As far as an alliance between the Clintons and the Bushes---that seems, at the very least, highly plausible to me. However I disagree with the contention that Obama is being groomed as Hillary's running mate. I think there have been too many harsh words and too much bad blood between the two of them.
Posted by: Baekho | Jan 7, 2008 1:34:33 AM
You may be right, Baekho; it could be genuine. (Or even moreso, I suppose, if there was once some kind of solidarity/expectation, before Obama had much name). In truth I just haven't paid attention.
There is still a kind of disturbing and willful nostalgic tendency to take elements of self-performance and persona-style at face value, vis. Kos-era guide to shopping (cf. also Curtis White's 'Hot Air Gods' in this month's Harper's, and the American nihilism of "it's all good"/free market spiritualism/rampant personal "belief" that dare not speak its true name: despair).
Posted by: Matt | Jan 7, 2008 7:57:56 AM
I doubt there's more bad blood between them than there has ofen been between rival candidates in the past who wound up running mates.
Posted by: CBR | Jan 7, 2008 8:51:18 PM
If Obama gets the Dem nomination, he'd better get Bill Richardson as his running mate. In the immortal words of Chris Rock, "No one's gonna shoot a black president while there's a Mexican vice-president."
Posted by: Seb | Jan 7, 2008 9:10:00 PM
"Under democracy one party always devotes its chief energies to trying to prove that the other party is unfit to rule -- and both commonly succeed, and are right."
Posted by: McChesters | Jan 8, 2008 10:43:58 AM
We shouldn't forget that Lieberman would have been vice pres under Gore. And while he's no Cheney he is certainly a Hawk--endorsing McCain.
Posted by: Jodi | Jan 10, 2008 11:37:07 PM
I take it you don't find Gore in his current incarnation at all potentially inspiring among "political" actors, Jodi? I was referring specifically to the article in Harper's about brain-drain from American politics, Gore's lack of tolerance for the triviality involved, and the comparative ease of actually getting things done elsewhere, i.e. having real power within NGO's, etc. It's sad because someone like Gore needs to step up to the plate, only it may not be until some groundwork has been laid by an Obama, or Edwards.
I'll catch hell for this but in retrospect, however much of a scumbag Lieberman was (and has since become almost unbelievably worse), it wasn't an entirely stupid choice of VP on Gore's part, given the political climate at the time. Well it worked, didn't it?
I see no reason to taint Gore with that decade-old brush now, either way. He sounds progressively better the more time he spends outside the beltway. Which may be called a form of cowardice, but neither is he 70, yet.

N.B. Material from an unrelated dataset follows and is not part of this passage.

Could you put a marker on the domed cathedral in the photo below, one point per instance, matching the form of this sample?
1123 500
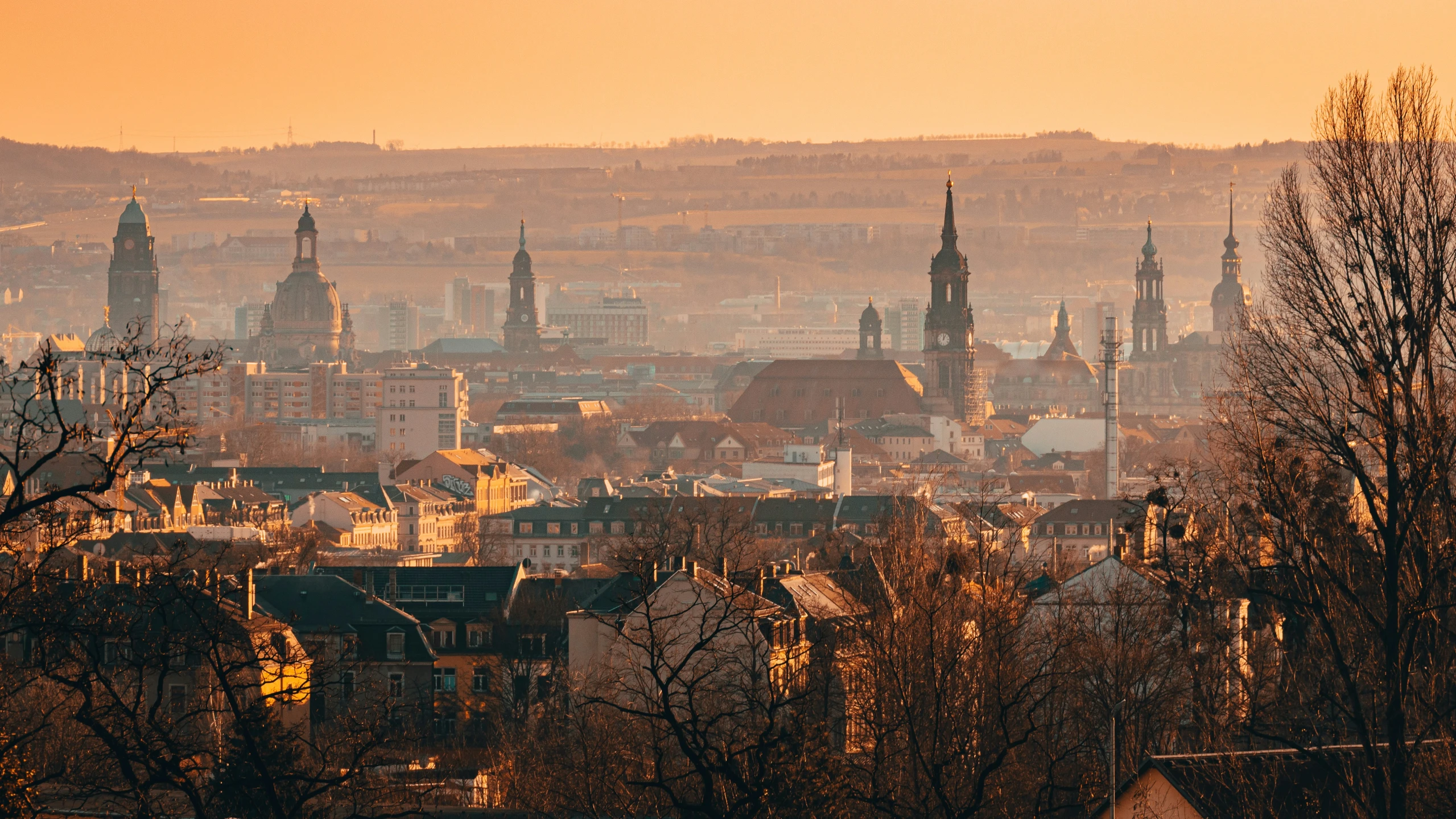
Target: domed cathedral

Posted by: Matt | Jan 11, 2008 6:45:37 PM
>He sounds progressively better the more >time he spends outside the beltway.
They usually relapse pretty quick once they get back inside the beltway...
Posted by: | Jan 13, 2008 4:22:25 PM
He wasn't a sexy speaker, but hardly a bad senator, by any means.
Posted by: | Jan 13, 2008 7:09:20 PM
Anway I'm in complete agreement with Shaviro about Edwards and Obama...the former would surely be the disappointment of the century.
Posted by: matt | Jan 14, 2008 12:00:58 AM
(last comment from myself on this (or any) thread, for awhile, but first the white house appears to do damage control/near support for HRC and now this?...thinking my (brother's) prediction looks more likely all the time. hell, WJC probably even hand-selected, or at least helped Obama, who came as if out of nowhere, just to be positioned as her running mate. not that any of that matters, really, only wondering what sort of 16-year "change" they might potentially represent.)
Posted by: matt | Jan 14, 2008 11:11:57 PM
"To be fair to [Obama], his ability to run as a black man for president of a white-run country depends entirely on his being non-threatening.
Given his recent praise for Ray-gun's spirit of "entrepreneurship" and so forth, O'bama not only has decided to be non-threatening, he's playing the "I'm a Capitalist" card as well (though it never was pronounced, grandly or otherwise, on LS, BO toured the pulpits of the USA stumping for "40 days of Phaith and Family") . Those of us who remember Ed Meese and Watt have a hearty F-off for the boy: and we wager the Reagan comments will not help his cause, say, in Cali.